Bei Prüfung der Eigengefahr als vorsatzkritischen Umstand habe das Landgericht zu Recht nur auf das tatsächlich eingetretene Unfallgeschehen abgestellt. Es habe tragfähig begründet, dass der Angeklagte diesen Unfallhergang als möglich erkannte, die hiervon ausgehende Gefahr für sich selbst aber als gering einschätzte und hinnahm. Der BGH hat unter diesen Umständen die Erörterung der Frage, ob dem Angeklagten, als er den Entschluss fasste, das Rennen trotz der erkannten Unfallgefahr fortzusetzen, auch andere Unfallszenarien mit einem möglicherweise für ihn höheren Gefahrenpotential vor Augen standen, für entbehrlich erachtet.

Auch dem Handlungsmotiv des Angeklagten, das Rennen zu gewinnen, habe das Landgericht mit tragfähiger Begründung keine vorsatzausschließende Bedeutung beigemessen. Es habe belegt, dass der Angeklagte erkannte, das Rennen nur bei maximaler Risikosteigerung auch für Dritte unter Zurückstellung aller Bedenken gewinnen zu können, und ihm deshalb die Folgen des bewusst hochriskanten Fahrverhaltens gleichgültig waren.

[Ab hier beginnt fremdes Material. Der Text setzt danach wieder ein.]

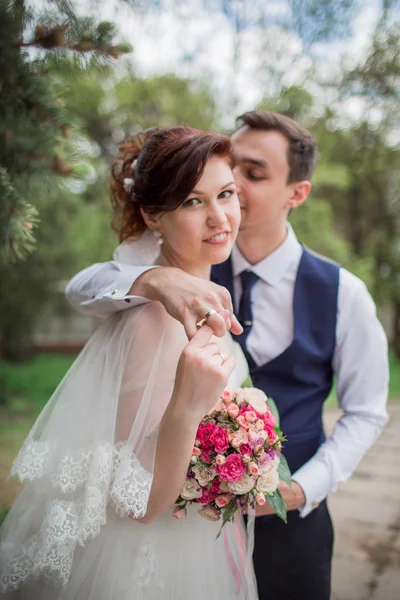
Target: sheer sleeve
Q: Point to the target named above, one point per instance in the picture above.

Auch die Bewertung der Tat als Mord sei im Ergebnis nicht zu beanstanden. Zwar weise die Beweiswürdigung des Landgerichts zur subjektiven Seite des Mordmerkmals der Tötung mit gemeingefährlichen Mitteln durchgreifende Rechtsfehler auf. Da das Landgericht die Mordmerkmale der Heimtücke und der Tötung aus niedrigen Beweggründen rechtsfehlerfrei bejaht habe, wirke sich dies auf den Strafausspruch aber nicht aus.

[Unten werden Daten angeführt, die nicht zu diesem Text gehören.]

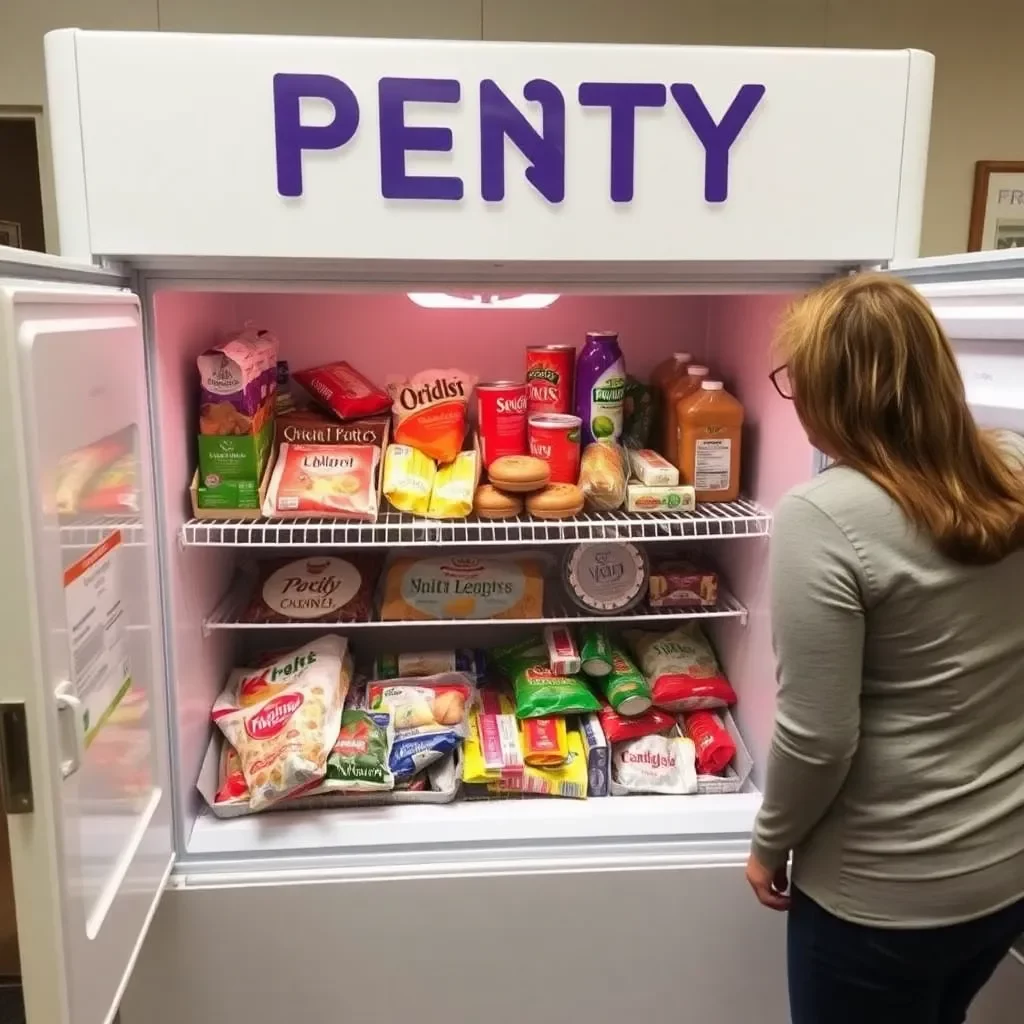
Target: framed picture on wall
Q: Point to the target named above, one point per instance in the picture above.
(10, 233)
(997, 209)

Das Urteil gegen diesen Angeklagten ist damit rechtskräftig.

Auf die Revision des Mitangeklagten, dessen Fahrzeug nicht mit dem des Unfallopfers kollidierte, hat der BGH das Urteil, soweit es diesen Angeklagten betrifft, insgesamt aufgehoben.

Nach Auffassung des BGH konnte die Verurteilung wegen mittäterschaftlich begangenen Mordes keinen Bestand haben, weil die Beweiswürdigung des Landgerichts die Feststellung eines gemeinsamen, auf die Tötung eines Menschen gerichteten Tatentschlusses nicht trägt. Das Landgericht habe sich lediglich mit dem Vorsatz betreffend einen durch den Mitangeklagten selbst verursachten Unfall auseinandergesetzt. Nicht belegt sei die mittäterschaftliche Zurechnung der Tat des Unfallverursachers. Dass die Angeklagten – wie das Landgericht gemeint habe – während des Zufahrens auf die Kreuzung den auf das Straßenrennen ausgerichteten Tatplan konkludent auf die gemeinsame Tötung eines anderen Menschen erweiterten, liege angesichts ihrer Fokussierung auf das Rennen auch fern.

Gegen diesen Angeklagten wird das Landgericht deshalb in einem dritten Rechtsgang nochmals zu verhandeln haben.